Returning to Vancouver, between early 1954 to mid-1956, he developed a practice in general surgery. During that period he held a research position at the British Columbia Research Institute under the direction of Dr. Kenneth Evelyn. The project tested the feasibility of replacing a diseased abdominal aorta with a mesh supported vena cava autograft In mid 1956 he began a year of training in Cardiac surgery with C. Walton Lillehei, the originator of Open-heart surgery, at the University of Minnesota in Minneapolis. In early 1957, he participated in the operation where the world's first artificial cardiac pacemaker was employed by Lillehei.

==Career==
In mid 1957 Allen returned to Vancouver and formed a cardiac team with surgeon, Philip Ashmore, anaesthetist William Dodds and paediatrician Morris Young. On October 29, 1957, at the Vancouver General Hospital, the team successfully performed the first open heart operation in British Columbia.
He also performed the first Coronary Artery Bypass Graft surgery in Cardiff, Wales

In 1977 to 1980 Allen was invited to establish a cardiac surgical certre at the Kasturba General Hospital, Bhopal, India. The Indian surgeon, Dr. Raj Bisaryia, who had trained in Vancouver continued the program between Dr. Allen's visits.

In 1987 and 1989 Allen was the visiting cardiac surgeon at the Ibn-al;Bitar Hospital in Baghdad, Iraq. The hospital was built and staffed by the Irish construction company, PARC. The doctors, nurses and technicians were Irish, the only Iraqis were the patients and interpreters. Many patients lived in remote areas with minimal access to medical care.
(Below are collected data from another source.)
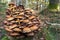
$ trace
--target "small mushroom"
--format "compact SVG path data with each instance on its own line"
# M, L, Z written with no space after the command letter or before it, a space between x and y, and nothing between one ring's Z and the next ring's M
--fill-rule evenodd
M8 8L9 11L11 11L12 7L11 8Z
M25 27L25 28L23 29L23 33L29 33L29 32L31 32L30 28Z
M28 19L26 19L26 20L23 20L23 22L28 23L28 22L29 22L29 20L28 20Z
M10 17L11 17L11 15L6 15L6 17L7 17L7 18L10 18Z
M16 21L11 21L11 23L15 23Z
M38 26L34 25L34 26L30 27L30 29L31 29L32 31L37 30L37 29L38 29Z
M20 12L23 12L24 10L23 9L20 9Z
M23 18L23 16L16 16L16 18Z
M23 20L16 20L15 22L22 22Z
M21 12L19 15L24 15L24 12Z
M10 36L19 36L19 33L10 33Z
M13 10L12 11L16 11L16 7L15 6L13 7Z
M31 17L29 17L29 19L33 19L33 18L35 18L35 16L31 16Z
M29 12L32 12L32 14L34 14L34 15L35 15L35 11L34 11L34 10L32 10L32 9L30 9L30 8L26 8L25 10L26 10L26 12L28 12L28 13L29 13Z
M32 24L32 22L31 22L31 21L29 21L29 22L28 22L28 24Z
M16 20L15 22L19 22L19 20Z
M34 10L30 9L30 11L32 12L32 14L34 14L34 15L36 14L36 12Z
M26 11L27 11L27 10L29 11L29 10L30 10L30 8L25 8L25 10L26 10Z
M9 5L9 7L15 6L15 4L13 2L9 3L8 5Z
M17 32L21 32L21 29L19 29L19 28L14 28L13 30L17 31Z
M13 24L13 25L9 26L9 29L13 29L15 27L17 27L17 25L16 24Z
M4 24L7 24L8 22L7 21L4 21Z
M13 32L11 29L9 29L8 27L5 27L5 30L8 32Z
M9 17L9 18L7 18L8 21L13 20L13 19L14 19L13 17Z
M33 32L28 33L27 36L34 36L34 33Z
M16 14L19 14L19 12L15 12Z

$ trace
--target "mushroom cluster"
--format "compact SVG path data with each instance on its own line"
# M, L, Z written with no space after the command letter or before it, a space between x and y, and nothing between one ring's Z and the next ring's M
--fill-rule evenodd
M10 3L4 21L7 34L12 37L34 36L40 28L40 20L35 14L34 10L25 9L23 5Z

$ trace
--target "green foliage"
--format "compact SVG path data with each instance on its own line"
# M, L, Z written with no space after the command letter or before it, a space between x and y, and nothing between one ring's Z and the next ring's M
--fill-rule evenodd
M59 1L57 0L49 0L49 9L57 9Z
M5 8L6 8L6 3L2 3L1 1L0 1L0 12L2 11L4 11L5 10Z
M4 36L1 40L9 40L7 36Z
M58 4L49 4L48 8L49 9L57 9Z
M46 33L46 37L45 37L46 40L56 40L55 39L55 35L56 35L55 32L56 31L54 31L54 29L52 29L52 28L51 29L50 28L49 29L44 28L44 32Z

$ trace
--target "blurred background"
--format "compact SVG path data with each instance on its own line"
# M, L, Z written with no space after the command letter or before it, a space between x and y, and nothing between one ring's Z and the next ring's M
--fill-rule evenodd
M0 0L0 38L3 40L3 21L5 10L10 2L17 6L34 9L40 19L46 24L43 27L46 40L60 40L60 0Z

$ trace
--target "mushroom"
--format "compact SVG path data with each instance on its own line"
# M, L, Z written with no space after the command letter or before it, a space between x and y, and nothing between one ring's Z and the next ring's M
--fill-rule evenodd
M21 32L21 29L19 29L19 28L14 28L13 30L17 31L17 32Z
M32 9L30 9L30 8L26 8L25 10L26 10L26 12L32 12L32 14L34 14L34 15L35 15L35 11L34 11L34 10L32 10Z
M16 21L11 21L11 23L15 23Z
M30 29L31 29L32 31L37 30L37 29L38 29L38 26L34 25L34 26L30 27Z
M23 9L20 9L20 12L23 12L24 10Z
M17 25L16 24L13 24L13 25L9 26L9 29L13 29L15 27L17 27Z
M35 16L31 16L31 17L29 17L29 19L33 19L33 18L35 18Z
M11 11L12 7L11 8L8 8L9 11Z
M10 33L10 36L19 36L19 33Z
M28 20L28 19L26 19L26 20L23 20L23 22L28 23L28 22L29 22L29 20Z
M23 16L16 16L16 18L23 18Z
M25 28L23 29L23 33L29 33L29 32L31 32L30 28L25 27Z
M15 4L13 2L9 3L8 5L10 8L15 6Z
M34 10L30 9L30 11L32 12L32 14L34 14L34 15L36 14L36 12Z
M21 12L19 15L24 15L24 12Z
M19 14L19 12L15 12L16 14Z
M13 10L12 11L16 11L16 6L14 6L14 7L12 7L13 8Z
M26 10L26 11L27 11L27 10L29 11L29 10L30 10L30 8L25 8L25 10Z
M8 21L13 20L13 19L14 19L13 17L9 17L9 18L7 18Z
M8 32L13 32L11 29L9 29L8 27L5 27L5 30Z
M4 21L4 24L7 24L8 22L7 21Z
M7 17L7 18L10 18L10 17L11 17L11 15L6 15L6 17Z
M28 33L27 36L34 36L34 33L33 32Z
Consequently, most of the cardiac valve replacements used bioprosthetic {porcine tissue ]that required no anticoagulant therapy post operative, compared to the mechanical artificial valve that did require anticoagulants.

1990 to 1999 Allen was a chairman of medical review panels of the British Columbia Worker's Compensation Board; he chaired 275 Panels. From 1972 to 1988 he established the annual Peter Allen Surgical Essay Award, open to senior cardio-thoracic trainees in the United Kingdom.

In 1993, after 36 years of surgical practice, he retired as an Emeritus Clinical Professor of Surgery at the University of British Columbia Faculty of Medicine. In 1995 he moved to Oakville, Ontario and joined the Medical Clinic of Dr. Sapra and Dr. Khanna as a consultant in peripheral vascular disease, until retirement in 2006.

Allen died on November 17, 2014, at the age of 92.

==Honours and awards==

1956 - Annual research prize of the British Columbia Surgical Society for work on the diseased abdominal aorta.

1957 - McLaughlin Fellowship to study cardiac surgery under Dr. Lillehei in Minneapolis.

1964 - Nuffield Travelling Fellowship to further study cardiac surgery at the Brompton Hospital in London and the Sulley Chest Hospital in Cardiff, Wales.

1972 - Invitation to address the Society of Thoracic and Cardiac Surgeons of Great Britain and Ireland.

1978 - Vancouver Medical Association annual Osler Address.

1980 - Invitation to join the Pete's Club composed of United Kingdom and Western European cardiac surgeons. The meetings were unique in that only surgical failures and problem cases were discussed. He held the final meeting of the Pete's Club at the Vancouver General Hospital in 1989.

1998–present Member, Board of Directors, Ian Anderson House, Cancer Hospice, Oakville, ON

2011–present Joined the Grants Committee of the Oakville Community Foundation, a philanthropic group, Oakville, ON.